Critical to note, GRU economic analysts say in this report, is that if the price of gold and silver were to achieve their “honest” level, JPMorgan would collapse as it does not have the reserves needed to equal the “paper” gold it has already sold, and a JPMorgan collapse would then, in turn, implode the entire global economic system.

the Obama regimes “master plan” of purposefully creating global financial chaos in order to destabilize enemy countries and create a flight into the US dollar is now failing and has led to the highly influential trends forecaster Gerald Celente to warn people this week that they need to “brace themselves for a disastrous global collapse and riots that will engulf the entire world.”

Though virtually unknown to the American(s), within two hours of the 11 September 2001 attacks, the US Securities and Exchange Commission (SEC) declared a national emergency, and for the first time in US history, invoked its emergency powers under Securities Exchange Act Section 12(k) easing regulatory restrictions for clearing and settling security trades for the next 15 days.

These changes would allow an estimated $240 billion in covert US government securities to be cleared upon maturity without the standard regulatory controls around identification of ownership due to the quickly unfolding Black Eagle Trust Fund plot that would have most certainly destroyed the entire global economic system.


Specifically, the Chicago Board Options Exchange reported to the SEC that four days before the attack an extremely unbalanced number of trades betting United’s stock price would fall were being placed, followed one day before the attack by the US stock options market authorities reporting to the SEC that an equally extraordinary number of trades were betting that American Airlines stock price would fall too.
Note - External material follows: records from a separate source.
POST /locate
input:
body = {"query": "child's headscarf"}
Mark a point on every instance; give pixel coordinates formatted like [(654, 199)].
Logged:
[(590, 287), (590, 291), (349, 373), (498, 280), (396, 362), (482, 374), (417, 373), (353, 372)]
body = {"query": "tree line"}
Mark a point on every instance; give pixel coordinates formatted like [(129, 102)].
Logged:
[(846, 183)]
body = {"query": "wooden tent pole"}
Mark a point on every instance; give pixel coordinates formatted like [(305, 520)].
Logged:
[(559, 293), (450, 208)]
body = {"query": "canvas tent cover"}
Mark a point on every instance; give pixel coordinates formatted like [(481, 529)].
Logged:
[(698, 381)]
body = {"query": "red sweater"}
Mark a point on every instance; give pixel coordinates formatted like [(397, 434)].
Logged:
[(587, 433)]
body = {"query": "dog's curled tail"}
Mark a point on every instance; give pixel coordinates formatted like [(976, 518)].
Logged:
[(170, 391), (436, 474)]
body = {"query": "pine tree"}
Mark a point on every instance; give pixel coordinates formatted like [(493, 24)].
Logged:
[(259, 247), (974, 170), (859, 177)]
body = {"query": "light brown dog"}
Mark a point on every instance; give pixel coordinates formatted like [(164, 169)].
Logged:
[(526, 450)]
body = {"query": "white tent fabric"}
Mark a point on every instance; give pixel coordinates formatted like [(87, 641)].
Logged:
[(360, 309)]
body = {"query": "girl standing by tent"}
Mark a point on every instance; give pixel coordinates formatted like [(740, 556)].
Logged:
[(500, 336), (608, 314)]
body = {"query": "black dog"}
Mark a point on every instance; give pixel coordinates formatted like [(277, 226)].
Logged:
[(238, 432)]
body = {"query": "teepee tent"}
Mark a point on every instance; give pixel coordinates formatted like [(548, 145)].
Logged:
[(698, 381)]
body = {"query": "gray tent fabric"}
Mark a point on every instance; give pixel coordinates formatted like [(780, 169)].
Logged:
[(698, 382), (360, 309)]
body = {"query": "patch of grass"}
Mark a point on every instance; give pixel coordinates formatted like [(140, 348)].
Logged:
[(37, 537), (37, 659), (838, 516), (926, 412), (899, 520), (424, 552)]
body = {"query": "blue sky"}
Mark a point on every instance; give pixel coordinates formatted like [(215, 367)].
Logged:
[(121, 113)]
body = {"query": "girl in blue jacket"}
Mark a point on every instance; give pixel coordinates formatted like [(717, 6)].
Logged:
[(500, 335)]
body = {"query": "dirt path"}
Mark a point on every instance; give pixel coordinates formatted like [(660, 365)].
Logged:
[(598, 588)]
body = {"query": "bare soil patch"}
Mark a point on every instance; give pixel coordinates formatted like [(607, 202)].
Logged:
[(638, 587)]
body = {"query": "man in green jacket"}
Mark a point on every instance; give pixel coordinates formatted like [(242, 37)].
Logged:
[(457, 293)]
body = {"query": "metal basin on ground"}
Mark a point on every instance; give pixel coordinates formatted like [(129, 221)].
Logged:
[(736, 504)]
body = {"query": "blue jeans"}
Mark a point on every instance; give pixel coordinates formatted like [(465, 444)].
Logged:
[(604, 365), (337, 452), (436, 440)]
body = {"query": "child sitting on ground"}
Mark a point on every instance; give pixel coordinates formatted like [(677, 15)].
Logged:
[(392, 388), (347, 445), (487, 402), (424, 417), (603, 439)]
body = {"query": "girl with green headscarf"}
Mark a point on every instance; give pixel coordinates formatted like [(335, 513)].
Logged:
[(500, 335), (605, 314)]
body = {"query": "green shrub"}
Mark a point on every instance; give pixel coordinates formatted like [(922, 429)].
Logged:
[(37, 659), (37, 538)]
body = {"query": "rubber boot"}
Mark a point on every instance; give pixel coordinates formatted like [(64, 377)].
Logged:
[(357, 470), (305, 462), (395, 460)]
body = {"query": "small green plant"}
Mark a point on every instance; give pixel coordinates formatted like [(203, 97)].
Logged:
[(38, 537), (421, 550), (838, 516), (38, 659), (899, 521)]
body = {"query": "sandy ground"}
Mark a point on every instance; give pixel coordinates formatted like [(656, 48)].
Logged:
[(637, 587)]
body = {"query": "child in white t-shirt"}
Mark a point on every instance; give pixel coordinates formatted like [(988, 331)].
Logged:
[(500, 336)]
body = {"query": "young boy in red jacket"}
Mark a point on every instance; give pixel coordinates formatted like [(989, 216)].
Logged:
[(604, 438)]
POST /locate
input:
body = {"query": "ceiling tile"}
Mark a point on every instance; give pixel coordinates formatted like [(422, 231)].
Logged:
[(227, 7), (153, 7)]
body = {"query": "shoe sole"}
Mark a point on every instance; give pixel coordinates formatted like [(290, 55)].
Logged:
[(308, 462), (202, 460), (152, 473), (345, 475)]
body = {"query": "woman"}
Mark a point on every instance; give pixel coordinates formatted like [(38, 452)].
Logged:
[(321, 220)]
As to who made these trades, and made tens-of-millions of dollars from them, the world will never know as the Obama regimes SEC admitted in 2010 that they had destroyed all the documents relating to them.

This GRU report further notes that with the New York City headquarters of the SEC destroyed on 9/11 after the mysterious implosion of World Trade Center Building 7, and the equally devastating cruise missile attack on the Pentagon that destroyed its computing accounting system burying forever the information on where the missing $2.3 trillion went, this new “catastrophic event” being planned by the Obama regime within a fortnight of 15 February can be expected to be as worse, and will, most assuredly, “shake the entire world.”